Lucie Deslauriers a participé à différentes activités offertes par la Ville de Belœil, y compris des cours de Zumba et de conditionnement physique. Elle a toutefois remarqué que l’ensemble des chansons utilisées pendant ces activités étaient en anglais. Elle a fait des propositions aux professeurs pour faire jouer des chansons québécoises, ou à la rigueur instrumentales, à la place, mais elle dit avoir reçu un accueil tiède de leur part. C’est à ce moment qu’elle s’est tournée vers d’autres organisations pour obtenir gain de cause.
En plus d’approcher directement la Ville de Belœil, elle a reçu une réponse venant du ministère des Affaires municipales et de l’Habitation (MAMH) au sujet de la nouvelle mouture de la Charte de la langue française adoptée en 2022, renforçant sa portée. « La “nouvelle” Charte établit désormais le devoir d’exemplarité de l’État relativement à l’utilisation, à la promotion, au rayonnement et à la protection de la langue française. Le principe général d’exemplarité veut que toute communication de l’Administration (incluant les municipalités) soit faite exclusivement en français. Cela s’applique, notamment, à la langue des services rendus au public », peut-on notamment lire dans un courriel transmis par Daniel-Joseph Chapdelaine, conseiller en affaires municipales au MAMH, à Mme Deslauriers le 13 février dernier.
Cette réponse fait dire à la citoyenne que la Ville contreviendrait à la loi si elle continuait de tolérer l’anglais dans ses cours, même si c’est seulement dans la musique. Sa proposition est donc que « Belœil adopte un règlement visant à se conformer aux exigences de la Loi sur la langue officielle et commune du Québec, et que ce règlement soit intégré dans les contrats entre la Ville de Belœil et ses fournisseurs de services, et ce, dans les meilleurs délais ». « J’ai senti que la Ville était favorable à établir un règlement qui s’appliquerait aux fournisseurs de services, mais on m’a dit que l’administration avait peur que les professeurs partent s’ils étaient obligés de changer leur programmation. » Maintenant qu’elle a fait sa proposition, elle a hâte de connaître la position que prendra la Ville dans ce dossier. « Et si la réponse n’est pas positive, je vais porter plainte à la Commission municipale du Québec pour que ça change », poursuit Lucie Deslauriers. Si jamais la Ville de Belœil était reconnue comme fautive en permettant la diffusion de musique en anglais dans ses cours, cela pourrait possiblement créer un précédent pour les autres municipalités du Québec.
Réponse de la Ville
À travers sa porte-parole Émélie Trinque, la Ville de Belœil rappelle qu’elle est « engagée activement dans la protection et la promotion de la langue française à travers plusieurs initiatives » et qu’elle respecte « pleinement les exigences légales en matière linguistique ».
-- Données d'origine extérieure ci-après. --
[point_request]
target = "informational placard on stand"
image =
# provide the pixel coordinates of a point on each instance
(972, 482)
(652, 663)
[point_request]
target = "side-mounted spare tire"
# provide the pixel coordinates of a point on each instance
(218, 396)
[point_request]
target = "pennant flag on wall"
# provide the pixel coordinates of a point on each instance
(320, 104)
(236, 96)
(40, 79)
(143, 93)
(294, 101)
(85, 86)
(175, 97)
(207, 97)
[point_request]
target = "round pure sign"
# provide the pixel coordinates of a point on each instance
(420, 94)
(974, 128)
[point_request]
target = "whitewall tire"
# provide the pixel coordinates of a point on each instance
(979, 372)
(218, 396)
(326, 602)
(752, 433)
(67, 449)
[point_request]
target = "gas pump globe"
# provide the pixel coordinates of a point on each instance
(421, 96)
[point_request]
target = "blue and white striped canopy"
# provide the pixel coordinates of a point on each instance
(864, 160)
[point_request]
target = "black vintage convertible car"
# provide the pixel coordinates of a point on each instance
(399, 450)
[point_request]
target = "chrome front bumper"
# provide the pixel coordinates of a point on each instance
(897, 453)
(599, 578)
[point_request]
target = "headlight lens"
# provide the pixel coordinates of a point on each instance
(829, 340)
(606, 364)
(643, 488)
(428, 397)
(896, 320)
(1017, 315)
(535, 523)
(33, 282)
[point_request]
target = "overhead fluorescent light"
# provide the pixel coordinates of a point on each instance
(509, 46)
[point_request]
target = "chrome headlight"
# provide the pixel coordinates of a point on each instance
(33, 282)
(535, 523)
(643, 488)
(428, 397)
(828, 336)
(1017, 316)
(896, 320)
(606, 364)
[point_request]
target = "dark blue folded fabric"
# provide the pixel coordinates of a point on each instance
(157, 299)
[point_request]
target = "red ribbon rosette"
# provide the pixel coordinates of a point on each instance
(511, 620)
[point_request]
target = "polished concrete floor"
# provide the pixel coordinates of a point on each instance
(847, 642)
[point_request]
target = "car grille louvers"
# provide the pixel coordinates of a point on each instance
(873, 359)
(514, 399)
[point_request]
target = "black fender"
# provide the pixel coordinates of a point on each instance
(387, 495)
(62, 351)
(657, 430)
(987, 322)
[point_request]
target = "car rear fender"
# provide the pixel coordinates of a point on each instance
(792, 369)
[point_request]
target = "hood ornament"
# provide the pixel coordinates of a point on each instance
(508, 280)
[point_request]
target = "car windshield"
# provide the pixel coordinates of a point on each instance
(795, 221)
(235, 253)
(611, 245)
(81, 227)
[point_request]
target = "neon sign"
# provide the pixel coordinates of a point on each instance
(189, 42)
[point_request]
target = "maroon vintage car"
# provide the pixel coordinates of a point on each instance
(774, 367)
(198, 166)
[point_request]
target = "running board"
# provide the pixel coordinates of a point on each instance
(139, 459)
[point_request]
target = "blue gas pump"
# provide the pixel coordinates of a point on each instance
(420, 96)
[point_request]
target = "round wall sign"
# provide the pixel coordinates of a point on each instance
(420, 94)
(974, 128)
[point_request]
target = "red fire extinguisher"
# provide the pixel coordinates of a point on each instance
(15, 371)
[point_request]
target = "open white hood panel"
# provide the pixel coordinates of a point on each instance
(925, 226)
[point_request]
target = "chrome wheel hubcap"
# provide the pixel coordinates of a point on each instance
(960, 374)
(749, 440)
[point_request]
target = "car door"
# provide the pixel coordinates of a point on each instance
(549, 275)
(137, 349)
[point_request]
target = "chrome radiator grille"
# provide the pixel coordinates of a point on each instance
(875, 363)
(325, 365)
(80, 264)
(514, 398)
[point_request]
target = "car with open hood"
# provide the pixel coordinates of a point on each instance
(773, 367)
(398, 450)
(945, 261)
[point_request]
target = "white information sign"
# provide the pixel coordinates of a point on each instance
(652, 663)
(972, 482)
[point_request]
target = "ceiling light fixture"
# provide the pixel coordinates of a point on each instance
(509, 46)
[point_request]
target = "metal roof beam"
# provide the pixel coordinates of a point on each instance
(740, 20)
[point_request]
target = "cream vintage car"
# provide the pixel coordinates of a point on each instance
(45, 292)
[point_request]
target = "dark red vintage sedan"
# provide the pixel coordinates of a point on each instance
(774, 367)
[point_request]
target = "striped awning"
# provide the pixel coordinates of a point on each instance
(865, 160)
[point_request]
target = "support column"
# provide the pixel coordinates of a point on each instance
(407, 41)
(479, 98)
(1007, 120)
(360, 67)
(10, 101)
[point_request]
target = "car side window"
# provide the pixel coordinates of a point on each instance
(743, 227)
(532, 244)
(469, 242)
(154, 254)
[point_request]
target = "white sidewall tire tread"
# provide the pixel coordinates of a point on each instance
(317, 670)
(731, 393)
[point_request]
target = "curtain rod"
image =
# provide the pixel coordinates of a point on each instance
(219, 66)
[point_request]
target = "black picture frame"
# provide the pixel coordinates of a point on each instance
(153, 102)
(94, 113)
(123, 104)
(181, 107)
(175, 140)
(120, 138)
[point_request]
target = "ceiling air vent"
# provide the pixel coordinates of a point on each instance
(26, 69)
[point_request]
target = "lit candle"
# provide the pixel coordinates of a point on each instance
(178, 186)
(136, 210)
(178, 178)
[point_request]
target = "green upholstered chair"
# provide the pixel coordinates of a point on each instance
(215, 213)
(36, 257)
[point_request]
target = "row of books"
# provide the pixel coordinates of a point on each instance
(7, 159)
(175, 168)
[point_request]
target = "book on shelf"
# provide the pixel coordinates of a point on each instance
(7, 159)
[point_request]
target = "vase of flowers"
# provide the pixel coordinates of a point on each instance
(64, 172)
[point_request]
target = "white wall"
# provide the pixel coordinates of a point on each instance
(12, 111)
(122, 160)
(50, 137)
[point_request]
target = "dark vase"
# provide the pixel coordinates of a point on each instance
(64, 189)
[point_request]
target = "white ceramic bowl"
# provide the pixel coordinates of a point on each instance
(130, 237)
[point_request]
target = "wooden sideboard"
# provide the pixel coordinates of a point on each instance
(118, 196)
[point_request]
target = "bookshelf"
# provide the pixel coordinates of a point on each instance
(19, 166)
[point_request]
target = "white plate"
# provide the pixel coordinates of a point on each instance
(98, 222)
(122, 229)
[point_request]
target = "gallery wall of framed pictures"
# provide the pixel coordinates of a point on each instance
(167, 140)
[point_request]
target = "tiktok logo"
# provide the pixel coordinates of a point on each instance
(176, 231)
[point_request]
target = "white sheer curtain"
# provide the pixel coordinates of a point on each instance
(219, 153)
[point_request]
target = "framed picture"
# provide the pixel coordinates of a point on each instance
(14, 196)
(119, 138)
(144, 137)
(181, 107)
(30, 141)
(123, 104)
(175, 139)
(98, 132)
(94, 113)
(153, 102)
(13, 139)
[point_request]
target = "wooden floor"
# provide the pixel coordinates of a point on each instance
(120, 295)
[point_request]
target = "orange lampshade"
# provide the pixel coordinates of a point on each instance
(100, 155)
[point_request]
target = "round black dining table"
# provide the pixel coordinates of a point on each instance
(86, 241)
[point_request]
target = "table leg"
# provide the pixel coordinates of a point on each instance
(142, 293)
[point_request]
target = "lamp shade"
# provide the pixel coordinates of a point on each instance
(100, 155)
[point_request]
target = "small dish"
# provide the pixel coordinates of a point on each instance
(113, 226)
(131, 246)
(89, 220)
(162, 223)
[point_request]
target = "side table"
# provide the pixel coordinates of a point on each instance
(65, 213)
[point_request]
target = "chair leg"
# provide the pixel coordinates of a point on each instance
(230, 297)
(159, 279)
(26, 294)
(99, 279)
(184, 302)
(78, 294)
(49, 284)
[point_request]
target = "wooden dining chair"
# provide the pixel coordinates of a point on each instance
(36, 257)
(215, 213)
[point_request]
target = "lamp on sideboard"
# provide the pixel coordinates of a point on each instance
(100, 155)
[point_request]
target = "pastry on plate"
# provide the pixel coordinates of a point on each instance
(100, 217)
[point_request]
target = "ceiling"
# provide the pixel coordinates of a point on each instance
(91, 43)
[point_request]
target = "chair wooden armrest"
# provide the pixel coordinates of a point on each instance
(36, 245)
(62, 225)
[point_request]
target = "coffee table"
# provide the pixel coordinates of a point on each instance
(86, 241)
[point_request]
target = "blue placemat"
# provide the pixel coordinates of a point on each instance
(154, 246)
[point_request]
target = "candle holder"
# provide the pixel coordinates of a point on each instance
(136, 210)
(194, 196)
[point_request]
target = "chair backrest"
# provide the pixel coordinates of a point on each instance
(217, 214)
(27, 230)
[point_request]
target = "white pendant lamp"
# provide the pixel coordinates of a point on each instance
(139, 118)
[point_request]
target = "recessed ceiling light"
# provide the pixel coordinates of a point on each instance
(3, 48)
Concernant la demande spécifique de la musique en français dans les cours de mise en forme, la Ville se montre plus nuancée. « À l’heure actuelle, bien que tous les cours soient dispensés en français […], les professeurs peuvent utiliser un support musical adapté à leur discipline, qui peut inclure des chansons dans d’autres langues. Après analyse de cette demande et discussions avec les professeurs concernés, il apparaît que la Politique linguistique de l’État recommande de privilégier le français pour la musique vocale diffusée sur certaines plateformes publiques […]. Toutefois, cette recommandation ne s’étend pas explicitement aux cours de mise en forme », explique Mme Trinque.
« Dans ce contexte, sachant que l’ensemble des cours se déroulent en français et que les options de musique québécoise correspondant aux critères techniques requis sont limitées (tempo spécifique requis pour ce type de cours de mise en forme), la Ville de Belœil considère justifiée l’utilisation de certaines chansons en d’autres langues. Imposer exclusivement du contenu musical en français mettrait en péril la qualité et la tenue même de ces cours, faute de répertoire adapté », poursuit la porte-parole de la Ville, qui assure que les professeurs ont été sensibilisés à cet enjeu et qu’ils sont invités à privilégier autant que possible le français dans leurs choix musicaux.